By Andrew Skouvakis and Peter C. Seel

In Hampton v. Turner, Vice Chancellor Noble denied a motion for summary judgment in a dispute about whether a limited liability company had properly exercised a redemption option under its operating agreement and tendered the correct purchase price for three members’ limited liability company interests, after such members sought judicial dissolution of the company. In denying summary judgment, Vice Chancellor Noble found that the operating agreement was unambiguous with respect to the application of the redemption option provisions and how those should be interpreted to determine a purchase price.
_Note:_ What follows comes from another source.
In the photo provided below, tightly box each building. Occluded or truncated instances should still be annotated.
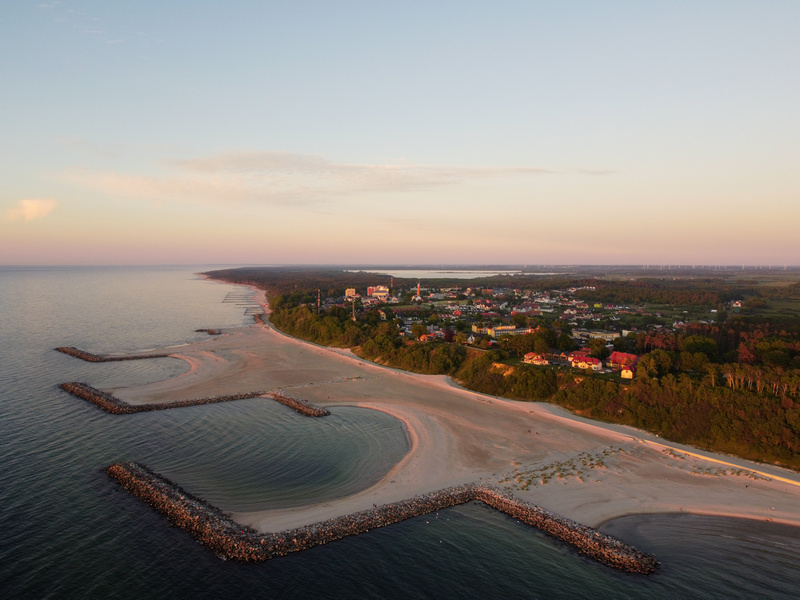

Three members of T4Analytics LLC, a Delaware limited liability company (the “Company”), filed a complaint with the Court of Chancery seeking judicial dissolution of the Company pursuant to Sections 18-801 and 18-802 of the Delaware Limited Liability Company Act. In response, the Company decided to exercise an option under its operating agreement to redeem such members’ limited liability company interests. Following a determination by an independent appraiser that the Company had a fair market value of $1,886,000, the Company issued to each member it sought to redeem a check in the amount of $197,029.80, purportedly representing each member’s 23.54% interest. The Company arrived at this figure by first subtracting from the Company’s value capital contributions made by other members pursuant to a distribution waterfall provision of the operating agreement, which was the only part of the operating agreement that expressly addressed distributions. The Company then moved for summary judgment, arguing that because it had purchased the members’ interests they now lacked standing to pursue judicial dissolution. The members against whom the redemption option was exercised argued that the waterfall provision did not apply to redemptions and, because each member is entitled to 23.54% of the Company’s appraised value without regard to capital contributions, the Company had not yet purchased their interests.

Vice Chancellor Noble agreed that the waterfall provision did not apply. He found that, even though  “distributions” could mean any payments made to members, the waterfall provision was not applicable to the exercise by the Company of its redemption option. Accordingly, he held that the plain meaning of the applicable redemption provisions required that any purchase of interests by the Company be based solely on the members’ pro rata percentage of the appraised value of the Company.  Vice Chancellor Noble also noted that members who contribute property to a business like the Company no longer own that property, and if they intend to recapture previously contributed property after terminating their business relationships they should contractually protect their rights.

Hampton v. Turner, C.A. No. 8963-VCN (Del. Ch. April 29, 2015) (Noble, V.C.)